Volkswagen and Hyundai have announced plans to set up shop in Israel for the development of their smart car technologies, The Times of Israel reported.

“We are very serious about creating a campus in Tel Aviv,” said Peter Harris, chief customer officer of Volkswagen Group, at a conference in Tel Aviv on Tuesday. “There is no doubt we need to be here.”

The Israeli center will become part of its global network 39 Centers of Competence and IT labs located in Europe, North America and Asia, all aimed at growing VW from a hardware company into a software and services firm, Harris said.

Youngcho Chi, chief innovation officer of Strategy and Technology at Hyundai Motors Group, said that the giant South Korean carmaker is in the process of “setting up an innovation hub that is expected to be launched in the early part of next year.”

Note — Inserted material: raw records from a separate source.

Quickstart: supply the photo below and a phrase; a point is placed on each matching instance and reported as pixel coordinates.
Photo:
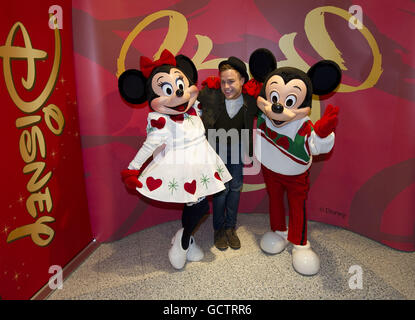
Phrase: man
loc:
(226, 110)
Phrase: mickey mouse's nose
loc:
(179, 92)
(277, 108)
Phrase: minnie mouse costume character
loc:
(188, 169)
(286, 140)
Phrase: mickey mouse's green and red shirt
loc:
(289, 149)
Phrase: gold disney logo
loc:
(29, 140)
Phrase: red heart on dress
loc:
(159, 123)
(190, 187)
(153, 184)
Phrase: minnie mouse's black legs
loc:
(191, 216)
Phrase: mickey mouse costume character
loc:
(286, 140)
(188, 169)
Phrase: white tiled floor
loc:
(137, 267)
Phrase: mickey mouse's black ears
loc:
(187, 66)
(325, 76)
(261, 63)
(132, 86)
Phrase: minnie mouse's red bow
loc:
(146, 65)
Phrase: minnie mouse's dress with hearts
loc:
(187, 169)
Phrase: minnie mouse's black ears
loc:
(187, 66)
(325, 76)
(132, 86)
(261, 63)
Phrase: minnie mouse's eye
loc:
(274, 97)
(180, 83)
(167, 89)
(290, 101)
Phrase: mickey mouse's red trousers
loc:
(297, 189)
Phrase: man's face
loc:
(231, 83)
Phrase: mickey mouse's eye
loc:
(167, 89)
(290, 101)
(180, 83)
(274, 97)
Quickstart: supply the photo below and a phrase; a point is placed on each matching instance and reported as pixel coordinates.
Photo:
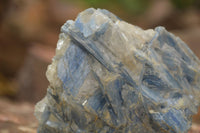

Key points of interest will be artificial intelligence (AI), robotics, energy and smart city technologies, Chi said.

“We like to work with the most innovative and creative minds to change mobility, and that is why I am in Israel,” he said. “We want to partner with Israel in shaping the future of mobility.”

The Hyundai and VW executives attended the Fuel Choices and Smart Mobility Summit being held in Tel Aviv on Tuesday and Wednesday. Approximately 2,000 people participated from more than 30 countries.

Intel’s landmark acquisition of Israel-based Mobileye in March lifted Israel to the forefront of the burgeoning autonomous car and auto-tech industry.

Eli Groner, the director general at the Prime Minister’s Office, who is also leading the nation’s National Intelligent Mobility Initiative, says that Israel is positioning itself for a key role in the new field, even though it has no auto industry of its own.

Israel now has the chance “to be big in the auto industry,” Groner said at a briefing with journalists at the conference.

“Right now, we get 20 percent of global private investment in cyber (security technologies),” Groner said. “From a global perspective, the intelligent mobility industry is much bigger than cybersecurity. We don’t need to get 20 percent of the global private investment for this to have a huge impact on our economy.”

Israel is doing its utmost in terms of tax environment and education to ensure that “we will be a hub for global innovation in this space.”